Although she knew little about the group when she made her first trip, Rumberger has particularly embraced this last part of its mission. "There are many, many people in Southwest Florida who would be wonderful families for these kids," she says. Because China limits families to one child, tens of thousands of babies are abandoned each year, most of them girls. Most babies-many left in stadiums, grocery stores or other places where they'll be found quickly-have no identifying information. With no family medical history or notes about prenatal care, and with the birth date in most cases an estimate, CAWLI's policy of taking a doctor on trips is important, Rumberger says.
"Not just a doctor, but an experienced doctor," she adds. CAWLI has physicians from all over United States who travel with the group. One bowed out of an April 2003 journey a week before departure, citing the SARS scare. When an adopting friend told her the trip might be canceled, she volunteered.
"Within 24 hours I was besieged with e-mails from the 12 families, thanking me," she says. The next day, thanks to the agency's connections in China, she had a visa. "By that point, even if I had had second thoughts, there was no turning back," she says.
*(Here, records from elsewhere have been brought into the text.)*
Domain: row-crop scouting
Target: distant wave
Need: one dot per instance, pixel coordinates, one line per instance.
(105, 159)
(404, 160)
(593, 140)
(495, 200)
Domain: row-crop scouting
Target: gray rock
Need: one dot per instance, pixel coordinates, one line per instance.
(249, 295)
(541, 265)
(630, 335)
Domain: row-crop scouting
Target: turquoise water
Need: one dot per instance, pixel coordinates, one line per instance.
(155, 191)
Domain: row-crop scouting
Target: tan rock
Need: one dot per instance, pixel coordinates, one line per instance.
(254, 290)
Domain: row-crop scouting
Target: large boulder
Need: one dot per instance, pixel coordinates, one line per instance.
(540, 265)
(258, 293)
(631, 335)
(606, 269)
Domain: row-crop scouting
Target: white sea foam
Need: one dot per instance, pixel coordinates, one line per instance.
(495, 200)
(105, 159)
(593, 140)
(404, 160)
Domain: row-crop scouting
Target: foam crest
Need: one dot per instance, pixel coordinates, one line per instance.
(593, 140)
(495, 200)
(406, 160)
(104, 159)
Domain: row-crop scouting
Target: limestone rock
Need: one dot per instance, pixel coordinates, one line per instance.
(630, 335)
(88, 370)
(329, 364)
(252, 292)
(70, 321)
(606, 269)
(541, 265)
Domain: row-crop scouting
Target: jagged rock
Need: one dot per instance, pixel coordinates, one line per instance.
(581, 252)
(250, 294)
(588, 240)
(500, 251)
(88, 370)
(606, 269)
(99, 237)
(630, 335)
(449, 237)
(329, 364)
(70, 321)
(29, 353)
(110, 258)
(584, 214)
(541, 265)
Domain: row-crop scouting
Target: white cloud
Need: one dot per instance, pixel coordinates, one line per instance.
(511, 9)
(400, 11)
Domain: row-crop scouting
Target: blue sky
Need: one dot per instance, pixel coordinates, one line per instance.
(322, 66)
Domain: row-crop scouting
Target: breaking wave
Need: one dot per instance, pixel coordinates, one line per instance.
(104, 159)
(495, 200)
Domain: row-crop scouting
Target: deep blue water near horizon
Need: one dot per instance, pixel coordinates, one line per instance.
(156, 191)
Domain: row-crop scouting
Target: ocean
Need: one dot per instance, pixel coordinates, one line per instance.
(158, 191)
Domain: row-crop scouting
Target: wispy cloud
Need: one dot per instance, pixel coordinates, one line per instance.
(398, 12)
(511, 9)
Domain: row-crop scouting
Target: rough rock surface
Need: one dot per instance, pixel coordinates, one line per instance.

Rumberger had been to China in 2001 with her surgeon husband, Ed Rumberger. This time, he thought she was crazy for heading straight to the heart of an infectious epidemic. She downplayed his fears, seeing little chance of exposure, but came closer than she would have liked when she accompanied one of the babies to a Bejing hospital, a baby she had recognized as having serious mental retardation. A team of Chinese physicians at the hospital agreed with her diagnosis, and the government-run Central Chinese Adoption Agency matched the family with another infant within a few days.
Supporting the adoptive parents in their decision not to keep the first baby was an anguished but necessary part of her role. "It helps to have an objective voice, because the parents are already emotionally attached," she says. "What I had to say to the mom was, 'We've done her a favor-we've brought her condition to light.' Hopefully, she will get additional services."
Most of Rumberger's experiences have been more routine-curing colds and earaches, and teaching new parents how to comfort a homesick infant. "Imagine you've never had a child," she says. "You're in a hotel in China and someone hands you a baby. My door was open, literally, to the parents."
The adoption process averages about 18 months, with children going to Europe, Australia and other parts of the world as well. The government is "quite blunt" about choosing well-behaved, smart and attractive infants to place overseas, she says. "They want to produce happy families."
But now that it is becoming widely known among citizens that girl babies are being adopted internationally, China has begun a "Treasure Your Daughters" campaign. Rumberger says the government may be worried about the growing imbalance between the numbers of men and women. "There's a dawning awareness that you can't have a future society with only men," Rumberger says.
Rumberger looks forward to returning to China in the spring. In the meantime, she receives updates-about everything from first words to picky eating habits-from her families. "You're actually present at and witness to families being built," she says. "It's not an everyday thing."